Un’altra tragedia nel cuore del Mar Mediterraneo, dove la rotta migratoria continua a trasformarsi in un viaggio senza ritorno per decine di persone. Una storia di sofferenza e disperazione, ricostruita grazie alle testimonianze dei pochi sopravvissuti.
Sei giorni alla deriva
Ventidue persone partite dalla Libia sono morte dopo essere rimaste per sei giorni alla deriva su un gommone.

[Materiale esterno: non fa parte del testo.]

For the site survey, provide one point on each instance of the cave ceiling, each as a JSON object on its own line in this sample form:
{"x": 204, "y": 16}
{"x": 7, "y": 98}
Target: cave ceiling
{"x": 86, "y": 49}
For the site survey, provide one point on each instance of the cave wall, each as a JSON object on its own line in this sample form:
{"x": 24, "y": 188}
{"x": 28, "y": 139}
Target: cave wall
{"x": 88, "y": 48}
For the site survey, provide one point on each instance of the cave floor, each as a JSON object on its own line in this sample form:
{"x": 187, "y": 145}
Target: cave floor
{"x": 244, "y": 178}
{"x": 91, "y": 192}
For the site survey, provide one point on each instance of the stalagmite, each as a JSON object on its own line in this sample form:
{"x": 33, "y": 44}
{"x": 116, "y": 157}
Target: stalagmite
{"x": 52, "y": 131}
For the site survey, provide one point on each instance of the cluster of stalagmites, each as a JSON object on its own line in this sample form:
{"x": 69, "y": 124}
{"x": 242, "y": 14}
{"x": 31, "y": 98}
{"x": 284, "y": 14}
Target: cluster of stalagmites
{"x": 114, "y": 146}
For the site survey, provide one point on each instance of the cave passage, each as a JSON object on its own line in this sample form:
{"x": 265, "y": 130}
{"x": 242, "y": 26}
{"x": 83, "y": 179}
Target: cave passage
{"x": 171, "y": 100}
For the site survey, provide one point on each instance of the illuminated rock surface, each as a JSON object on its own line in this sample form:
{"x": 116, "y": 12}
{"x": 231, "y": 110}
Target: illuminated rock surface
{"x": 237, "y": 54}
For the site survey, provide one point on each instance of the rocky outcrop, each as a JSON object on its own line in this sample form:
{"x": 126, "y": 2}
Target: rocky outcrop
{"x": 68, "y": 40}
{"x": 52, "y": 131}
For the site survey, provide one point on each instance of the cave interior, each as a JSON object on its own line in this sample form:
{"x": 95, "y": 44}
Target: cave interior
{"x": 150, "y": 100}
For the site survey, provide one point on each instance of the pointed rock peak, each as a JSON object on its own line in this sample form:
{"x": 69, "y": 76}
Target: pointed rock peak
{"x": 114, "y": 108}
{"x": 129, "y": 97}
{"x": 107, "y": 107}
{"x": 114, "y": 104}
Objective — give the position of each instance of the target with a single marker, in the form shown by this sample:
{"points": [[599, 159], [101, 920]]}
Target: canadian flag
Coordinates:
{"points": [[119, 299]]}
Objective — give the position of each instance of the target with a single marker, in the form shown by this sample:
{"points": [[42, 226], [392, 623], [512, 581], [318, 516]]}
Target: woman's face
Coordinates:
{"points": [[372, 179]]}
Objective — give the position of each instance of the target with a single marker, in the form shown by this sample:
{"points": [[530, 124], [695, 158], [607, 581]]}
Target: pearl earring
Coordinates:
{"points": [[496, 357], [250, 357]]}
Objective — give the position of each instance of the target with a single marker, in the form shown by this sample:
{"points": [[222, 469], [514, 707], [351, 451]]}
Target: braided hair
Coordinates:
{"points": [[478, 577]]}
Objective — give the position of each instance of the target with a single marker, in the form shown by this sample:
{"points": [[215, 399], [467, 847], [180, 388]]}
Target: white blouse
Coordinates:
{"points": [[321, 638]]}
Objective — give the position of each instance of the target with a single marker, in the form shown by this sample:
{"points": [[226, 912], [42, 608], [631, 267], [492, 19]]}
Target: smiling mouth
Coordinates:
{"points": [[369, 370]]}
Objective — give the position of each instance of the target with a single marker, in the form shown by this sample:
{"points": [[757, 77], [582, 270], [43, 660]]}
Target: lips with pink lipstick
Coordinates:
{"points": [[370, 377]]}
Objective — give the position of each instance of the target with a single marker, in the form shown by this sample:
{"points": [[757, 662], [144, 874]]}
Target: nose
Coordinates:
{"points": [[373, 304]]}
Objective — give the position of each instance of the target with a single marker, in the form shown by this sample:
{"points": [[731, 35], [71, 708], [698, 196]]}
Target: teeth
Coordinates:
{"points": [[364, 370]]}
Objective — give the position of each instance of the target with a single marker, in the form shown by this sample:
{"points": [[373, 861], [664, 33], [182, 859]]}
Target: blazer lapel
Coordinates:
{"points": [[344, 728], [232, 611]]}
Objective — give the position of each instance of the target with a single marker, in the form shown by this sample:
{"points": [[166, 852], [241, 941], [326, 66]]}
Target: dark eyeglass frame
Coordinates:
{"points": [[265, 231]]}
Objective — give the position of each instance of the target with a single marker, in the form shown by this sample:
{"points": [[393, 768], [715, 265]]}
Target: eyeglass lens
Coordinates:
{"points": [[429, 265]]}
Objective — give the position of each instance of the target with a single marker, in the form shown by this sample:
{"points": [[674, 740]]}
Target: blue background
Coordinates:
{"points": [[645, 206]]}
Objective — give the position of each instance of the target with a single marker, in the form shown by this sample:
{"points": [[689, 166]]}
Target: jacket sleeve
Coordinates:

Secondo quanto riferito dai superstiti alla guardia costiera greca, i corpi delle vittime sarebbero stati gettati in mare durante la traversata.
Il salvataggio al largo di Creta
Ventisei migranti sono stati soccorsi al largo dell’isola di Creta da una nave dell’Frontex. Tra loro anche una donna e un minore, le cui nazionalità non sono state rese note.
L’operazione di salvataggio è stata confermata dalla guardia costiera greca, che ha raccolto le testimonianze dei sopravvissuti per ricostruire quanto accaduto.
Una rotta sempre più pericolosa
La vicenda si inserisce in un quadro più ampio di emergenza umanitaria, con imbarcazioni spesso sovraffollate e prive di adeguate condizioni di sicurezza. I viaggi partono principalmente dalle coste nordafricane, con la speranza di raggiungere l’Europa.
Ma troppo spesso, come in questo caso, la traversata si trasforma in una tragedia segnata da morte, fame e disidratazione.
Le autorità continuano a monitorare la situazione, mentre resta alta la preoccupazione per il numero di vittime lungo una delle rotte migratorie più pericolose al mondo.